A resposta exige “não apenas a discussão de valores democráticos nas escolas, mas também o reforço da literacia sobre os mecanismos da propaganda política”Isabel Rocha Pinto
Segundo a académica, este tipo de comportamento defensivo decorre da ideia de que “cada um está por si”, fora da comunidade e sem confiança nos outros. O medo é mais facilmente dirigido a minorias invisíveis, que se isolam do resto da sociedade.
Essa é, segundo Cristina Mendonça, investigadora em Psicologia Social, a forma mais simples de dar uma explicação “racional” a uma sensação irracional. Depois de definir a causa do problema, é mais fácil defender “medidas protetoras em relação a determinados grupos” e adotar um "vigilantismo exagerado", explica.
Imigração e preconceito
Esse clima de desconfiança acaba por alimentar políticas que promovem a exclusão e a supressão de direitos, alerta Cristina Mendonça, políticas essas que, mais tarde, são amplificadas durante períodos eleitorais.
A sensação de insegurança leva a abordagens mais hostis no contacto com os outros, especialmente com pessoas em situação de sem-abrigo, migrantes ou portugueses de diferentes religiões e origens étnicas, dificultando os processos de integração.
“Sentimos um risco maior porque são pessoas diferentes de nós — com outra religião, outra língua, outra aparência”, observa Cristina Mendonça. Quanto mais “fisicamente diferentes do português comum”, maior é a perceção de risco.
O medo deixa de ser uma reação natural, "quando legitima a ideia de que os imigrantes devem ser excluídos, em especial os rapazes racializados”Isabel Rocha Pinto
Contudo, “esta associação é totalmente fictícia e errada", garante a investigadora. O RASI não associa o crime a nenhum grupo em particular. Apenas aponta os riscos associados à imigração ilegal, ao tráfico de pessoas e de droga, como consequências da atual crise migratória global, medidas tidas em conta nos programas dos partidos candidatos.

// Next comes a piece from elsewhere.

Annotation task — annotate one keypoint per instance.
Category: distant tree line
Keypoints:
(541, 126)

Associado a ideias de marginalidade e pobreza, o perfil do imigrante masculino corresponde, para muitas pessoas, à imagem de alguém “potencialmente criminoso”, explica a psicóloga. No entanto, o medo deixa de ser uma reação instintiva e legítima, quando começa "a justificar discursos de ódio e a exclusão de imigrantes", alerta Isabel Rocha Pinto.
Os mais visados por este tipo de perceção são os rapazes racializados: de acordo com o Relatório de Migrações e Asilo, 53% dos imigrantes que chegaram a Portugal em 2023 eram homens. Já o medo tende a afetar mais as mulheres e os idosos, "também por outras experiências de violência", sublinha a investigadora.

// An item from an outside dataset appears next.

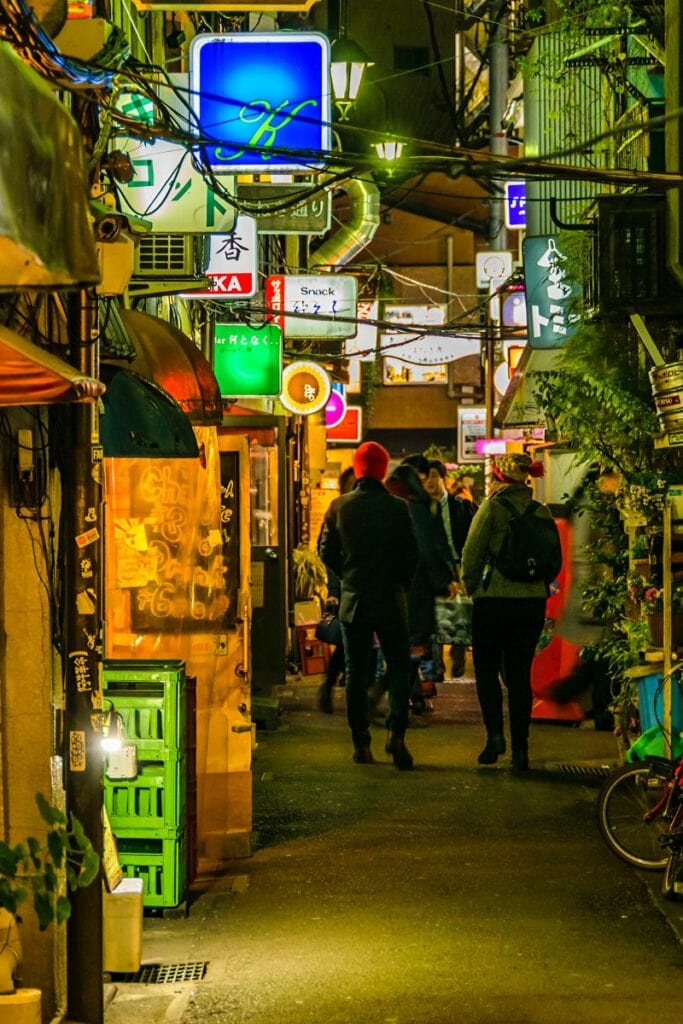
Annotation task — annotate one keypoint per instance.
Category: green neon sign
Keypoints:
(248, 360)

E que políticas públicas podem responder à insegurança?
A poucos dias das eleições legislativas, a questão que se coloca é: como pode o novo Governo combater esta sensação de insegurança?
A psicóloga Cristina Mendonça defende a criação de espaços onde os imigrantes e as comunidades locais possam estabelecer contactos positivos fora de contextos de competição direta. Só assim será possível construir pontes e reduzir o medo com base no convívio, e não na distância.
“Seria fundamental que o poder local e as associações comunitárias passassem a promover a ideia de que é possível confiar nos outros".Isabel Rocha Pinto
Para Isabel Rocha Pinto, a resposta exige “não apenas a discussão de valores democráticos nas escolas, mas também o reforço da literacia sobre os mecanismos da propaganda política”. Cristina Mendonça acrescenta que “a informação nem sempre é suficiente para mudar perceções”, ao que a investigadora do Porto contrapõe: “Vivemos numa era de pós-verdade, em que estamos mais vulneráveis e confiamos menos na informação que nos chega.”
Em última análise, consideram que o que está em falta é o envolvimento das pessoas no coletivo e na participação cívica. “Seria fundamental que o poder local e as associações comunitárias passassem a promover, não apenas nas escolas mas também nos bairros e comunidades, a ideia de que é possível confiar nos outros, de que juntos podemos fazer melhor”, defende Isabel Rocha Pinto. Só assim, sublinha, “se constrói uma verdadeira coesão social".